The Angus-Hughes gallery in Hackney is currently showing the last installment of its exhibition in three parts, curated by Fieldgate Gallery. The series aims to explore how a new gallery 'becomes' into the world: we may see the official launch as the point that a space becomes a gallery, but in actual fact that space had elements of a gallery before this point, and is not entirely a gallery for a long time afterwards.
The current exhibition houses works by five artists by Alisling Hedgecock, collaborators Stewart Gough and Tom Ormond, Paul Eachus and Nooshin Farhid. Each work seemed to deal with the artist's response to the element of chance, and how this is altered when it is deliberately suggested.
The Ninth Slellation, Aisling Hedgecock
Aisling Hedgecock's work consists of three stalactite-like sculptures meticulously crafted out of tiny polystyrene beads and religious publications folded into pyramid-like shapes. The shape and nature of the structure is so suggestive of a natural creation that when standing under it, the viewer half expects to have water dripping on their head. Yet this is contrasted with the bright neon colours of the clearly man-made polystyrene, highlighting the human craftsmanship responsible.

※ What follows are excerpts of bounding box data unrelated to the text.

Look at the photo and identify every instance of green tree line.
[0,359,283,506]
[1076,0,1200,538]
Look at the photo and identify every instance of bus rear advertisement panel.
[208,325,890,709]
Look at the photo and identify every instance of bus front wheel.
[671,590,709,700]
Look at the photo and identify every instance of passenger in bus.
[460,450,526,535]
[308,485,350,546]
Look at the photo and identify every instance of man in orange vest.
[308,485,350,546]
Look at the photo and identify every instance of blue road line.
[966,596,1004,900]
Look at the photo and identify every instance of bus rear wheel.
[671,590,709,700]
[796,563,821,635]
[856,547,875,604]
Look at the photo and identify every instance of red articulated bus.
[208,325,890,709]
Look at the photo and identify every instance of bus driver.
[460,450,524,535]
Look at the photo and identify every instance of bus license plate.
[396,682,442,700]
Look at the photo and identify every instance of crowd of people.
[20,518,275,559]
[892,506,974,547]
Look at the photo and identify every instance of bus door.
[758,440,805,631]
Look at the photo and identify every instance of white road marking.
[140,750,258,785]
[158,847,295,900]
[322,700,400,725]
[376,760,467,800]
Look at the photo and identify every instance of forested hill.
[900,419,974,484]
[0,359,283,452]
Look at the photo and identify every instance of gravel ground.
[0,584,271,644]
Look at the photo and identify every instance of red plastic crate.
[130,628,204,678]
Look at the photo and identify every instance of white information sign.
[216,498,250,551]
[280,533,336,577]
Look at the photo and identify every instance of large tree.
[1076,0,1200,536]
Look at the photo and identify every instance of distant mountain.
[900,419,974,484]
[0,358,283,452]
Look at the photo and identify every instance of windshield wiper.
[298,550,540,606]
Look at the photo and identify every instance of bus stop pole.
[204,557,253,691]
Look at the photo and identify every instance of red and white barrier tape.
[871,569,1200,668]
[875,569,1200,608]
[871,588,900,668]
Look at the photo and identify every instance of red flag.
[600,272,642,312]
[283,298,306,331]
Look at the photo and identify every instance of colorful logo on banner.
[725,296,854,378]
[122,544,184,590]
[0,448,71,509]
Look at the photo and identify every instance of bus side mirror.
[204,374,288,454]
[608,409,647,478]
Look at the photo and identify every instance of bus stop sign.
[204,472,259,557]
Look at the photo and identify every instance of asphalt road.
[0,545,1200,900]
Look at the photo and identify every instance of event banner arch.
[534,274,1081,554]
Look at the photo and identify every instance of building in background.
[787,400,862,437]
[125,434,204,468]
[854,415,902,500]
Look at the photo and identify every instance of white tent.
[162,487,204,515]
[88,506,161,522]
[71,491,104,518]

Close up from The Ninth Slellation, Aisling Hedgecock
The other artist who particularly interested me was Nooshin Farhid, who produced video works that ran parallel to one another. Whilst there was no clear defining feature of the works, some of which were made up of text, some of graphs, some of images, the brain seemed to make an inexplicable link between them. It was possibly simply that each video hinted at a planned purpose. In one set of four screens, each showing a film, a reel of text showed transmitted instructions, two graphs hinted at statistics, and a moving image seemed to form a plan for some kind of structure. This combined to convince the bemused viewer that something was happening, had happened, or was going to happen that they did understand, and could not be a part of.
Video by Nooshin Farhid
As the exhibition does not encourage the viewer to differentiate between the works of each artist, it instead forces one to consider the broader issues raised. What are the relationships between these works, and what are the differences? How do they interact together? Without the preconceptions always present from the labelling of a work, the viewer is able to see each piece in its purest form: as an artwork.